You could trust the experts, the sommeliers. But that isn’t as trusty a source as you may think. As the U.S. television show Adam Ruins Everything explains, even sommeliers get tripped up when it comes to the sophisticated analysis they’re revered for.
So, what’s an aspiring wine drinker to do? What should they do when even the experts aren’t always sure of what to drink? The answer is simple: try some!
Might I suggest starting with South African wine?
My personal bias aside, you should give Rainbow Nation wines a sample if you haven’t already.
Getting Into Wine
From its start in 1659 to today, South Africa went from being one of the worst known wine producing countries to its current standing as an emerging market with ample choices. In recent years, South African wines became known as a viable, cost-efficient alternative to high-priced French and Napa Valley bottles. Whether you’re out at the liquor store or a restaurant, be sure to keep an eye out for a South African option. You are unlikely to find a better bottle for such a fair price.

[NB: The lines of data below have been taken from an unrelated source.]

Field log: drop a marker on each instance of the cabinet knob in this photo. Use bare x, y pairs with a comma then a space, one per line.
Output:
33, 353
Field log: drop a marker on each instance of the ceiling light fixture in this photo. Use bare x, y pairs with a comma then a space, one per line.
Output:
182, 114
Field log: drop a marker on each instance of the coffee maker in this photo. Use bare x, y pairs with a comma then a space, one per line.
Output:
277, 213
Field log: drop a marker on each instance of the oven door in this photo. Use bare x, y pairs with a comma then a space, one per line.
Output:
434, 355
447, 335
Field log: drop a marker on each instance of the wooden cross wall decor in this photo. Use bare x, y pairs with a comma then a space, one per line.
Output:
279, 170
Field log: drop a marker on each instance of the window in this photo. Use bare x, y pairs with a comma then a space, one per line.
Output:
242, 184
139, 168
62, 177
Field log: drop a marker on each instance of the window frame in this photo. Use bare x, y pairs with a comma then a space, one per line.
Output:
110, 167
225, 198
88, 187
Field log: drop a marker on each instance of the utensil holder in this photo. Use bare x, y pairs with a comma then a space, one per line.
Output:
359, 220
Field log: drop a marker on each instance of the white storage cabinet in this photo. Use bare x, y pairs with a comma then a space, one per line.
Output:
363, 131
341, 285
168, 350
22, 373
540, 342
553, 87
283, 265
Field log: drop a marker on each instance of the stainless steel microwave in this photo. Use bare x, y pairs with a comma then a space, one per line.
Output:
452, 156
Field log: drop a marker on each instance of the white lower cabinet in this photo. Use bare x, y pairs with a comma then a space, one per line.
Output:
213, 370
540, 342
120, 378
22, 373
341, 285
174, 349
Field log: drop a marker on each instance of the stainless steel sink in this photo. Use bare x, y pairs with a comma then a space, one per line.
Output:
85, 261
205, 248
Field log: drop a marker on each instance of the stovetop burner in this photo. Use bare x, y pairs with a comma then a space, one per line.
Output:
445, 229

Even if you can’t find a South African to sample, I recommend looking for the more cost-efficient options. Novice or expert, unless you find yourself in an ideal circumstance–like a vineyard tour or know exactly what bottle you want–the higher price options probably won’t enhance your experience all that much. If something has an intriguing bottle or the taste overview looks like something you want, give it a try! Usually, $10 to $15 will net you a quality bottle to try. If you approach your wine this way, it won’t matter if you buy an occasional dud wine.
This method allows you sample much more wine in a quicker choice. If you’re looking for South African, you can start with a Chenin Blanc, Cabernet Sauvignon or Colombard–our most popular types–for just a few dollars. Additionally, South Africa’s top 100 wines of 2015 reveal that the nation has a healthy mix of reds and whites to sample.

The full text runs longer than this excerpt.